We developed an interactive system for designing complex waterfall scenes: vector elements created by the user (contacts, freefalls and pools) are used to control the procedural creation of complex waterfalls and rivers that match the user intend while ensuring coherent flows and good embedding within the terrain [18] .

Interaction devices and gestural patterns

Participants : Marie-Paule Cani, Rémi Brouet.

Our work on gestural interaction patterns for 3D design has been developed in collaboration with the HCI team from LIG laboratory towards the exploration of 2D multi-touch tables for the placement and deformation of 3D models.
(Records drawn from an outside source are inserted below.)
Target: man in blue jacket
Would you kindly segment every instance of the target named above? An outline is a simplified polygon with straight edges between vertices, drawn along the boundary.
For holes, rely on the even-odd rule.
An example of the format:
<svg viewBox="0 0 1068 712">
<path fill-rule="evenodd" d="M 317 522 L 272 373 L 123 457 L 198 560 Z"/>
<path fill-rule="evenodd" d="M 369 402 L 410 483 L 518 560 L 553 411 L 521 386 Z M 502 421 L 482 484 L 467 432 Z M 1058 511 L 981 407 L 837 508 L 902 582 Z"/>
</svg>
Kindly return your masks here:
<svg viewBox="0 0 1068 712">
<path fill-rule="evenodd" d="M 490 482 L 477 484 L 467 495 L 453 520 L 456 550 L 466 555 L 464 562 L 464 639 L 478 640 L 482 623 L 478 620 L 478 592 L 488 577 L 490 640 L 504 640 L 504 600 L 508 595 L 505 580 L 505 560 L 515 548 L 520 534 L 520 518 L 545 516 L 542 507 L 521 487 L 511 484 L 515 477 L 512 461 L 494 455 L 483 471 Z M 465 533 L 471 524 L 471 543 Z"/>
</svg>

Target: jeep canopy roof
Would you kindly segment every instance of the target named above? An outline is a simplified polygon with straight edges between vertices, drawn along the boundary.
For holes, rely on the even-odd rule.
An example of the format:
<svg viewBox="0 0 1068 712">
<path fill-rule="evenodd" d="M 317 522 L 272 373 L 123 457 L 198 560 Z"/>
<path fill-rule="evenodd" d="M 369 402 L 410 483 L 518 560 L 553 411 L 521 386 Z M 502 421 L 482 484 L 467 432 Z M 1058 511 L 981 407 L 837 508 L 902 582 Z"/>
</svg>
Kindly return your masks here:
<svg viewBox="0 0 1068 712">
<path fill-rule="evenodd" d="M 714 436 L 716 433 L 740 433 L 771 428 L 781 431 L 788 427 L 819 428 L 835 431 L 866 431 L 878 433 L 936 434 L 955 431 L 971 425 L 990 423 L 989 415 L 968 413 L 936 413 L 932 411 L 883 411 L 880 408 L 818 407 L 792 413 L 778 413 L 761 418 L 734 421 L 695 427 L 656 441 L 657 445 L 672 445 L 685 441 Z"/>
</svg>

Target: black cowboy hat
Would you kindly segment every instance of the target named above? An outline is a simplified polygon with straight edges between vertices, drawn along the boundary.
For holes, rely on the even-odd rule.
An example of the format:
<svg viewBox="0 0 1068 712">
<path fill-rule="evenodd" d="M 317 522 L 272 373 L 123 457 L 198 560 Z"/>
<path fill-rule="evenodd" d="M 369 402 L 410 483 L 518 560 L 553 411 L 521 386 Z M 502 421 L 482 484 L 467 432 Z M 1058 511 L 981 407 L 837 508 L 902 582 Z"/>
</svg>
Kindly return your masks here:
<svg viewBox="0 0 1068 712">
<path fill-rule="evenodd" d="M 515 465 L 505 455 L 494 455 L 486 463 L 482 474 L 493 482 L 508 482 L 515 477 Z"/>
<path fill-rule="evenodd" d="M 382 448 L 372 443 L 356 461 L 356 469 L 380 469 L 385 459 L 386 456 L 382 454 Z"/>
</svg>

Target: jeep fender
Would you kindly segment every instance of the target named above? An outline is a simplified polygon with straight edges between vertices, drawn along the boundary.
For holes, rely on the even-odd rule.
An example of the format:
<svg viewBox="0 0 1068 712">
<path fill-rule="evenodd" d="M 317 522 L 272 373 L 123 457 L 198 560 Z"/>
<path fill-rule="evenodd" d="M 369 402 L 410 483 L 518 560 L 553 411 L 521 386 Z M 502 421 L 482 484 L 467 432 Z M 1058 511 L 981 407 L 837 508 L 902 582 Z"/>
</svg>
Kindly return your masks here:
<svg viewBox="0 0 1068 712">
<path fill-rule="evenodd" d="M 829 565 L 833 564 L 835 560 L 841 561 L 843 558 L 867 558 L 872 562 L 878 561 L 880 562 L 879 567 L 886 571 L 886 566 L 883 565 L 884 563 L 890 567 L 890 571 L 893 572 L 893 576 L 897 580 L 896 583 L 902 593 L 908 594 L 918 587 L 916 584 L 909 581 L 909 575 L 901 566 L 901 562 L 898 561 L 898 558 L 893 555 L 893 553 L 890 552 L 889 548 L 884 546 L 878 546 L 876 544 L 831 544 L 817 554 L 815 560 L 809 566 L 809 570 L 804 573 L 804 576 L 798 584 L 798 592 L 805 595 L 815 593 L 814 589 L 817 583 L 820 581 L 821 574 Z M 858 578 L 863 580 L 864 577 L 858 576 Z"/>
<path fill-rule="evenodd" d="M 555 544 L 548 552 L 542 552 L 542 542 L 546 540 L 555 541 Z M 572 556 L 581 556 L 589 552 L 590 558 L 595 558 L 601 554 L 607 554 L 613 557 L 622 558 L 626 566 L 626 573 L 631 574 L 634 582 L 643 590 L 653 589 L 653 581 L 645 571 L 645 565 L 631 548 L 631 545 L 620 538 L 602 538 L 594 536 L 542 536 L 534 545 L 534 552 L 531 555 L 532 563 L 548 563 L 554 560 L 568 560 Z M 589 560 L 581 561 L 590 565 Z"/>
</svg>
We are also exploring the use of multi-touch tables for the interactive design and editing of 3D scenes. This is the topic of Rémi Brouet's PhD thesis, co-advised with Renaud Blanch from the human-computer interaction group of LIG laboratory. The main challenge here is to find out how to use 2D interaction media for editing 3D content, hence how to intuitively control the third dimension (depth, non-planar rotations, 3D deformations, etc). Our work on this topic started with a preliminary user study enabling us to analyze all possible hand interaction gestures on table-tops, and to explore the ways users would intuitively try to manipulate 3D environments, either for changing the camera position or for moving objects around. We extracted a general interaction pattern from this study. Our implementation enables both seamless navigation and docking in 3D scenes, without the need for any menu or button to change mode. We are currently extending this work to object editing scenarios, where shapes can be bent or twisted in 3D using 2D interaction and automatic mode selection only.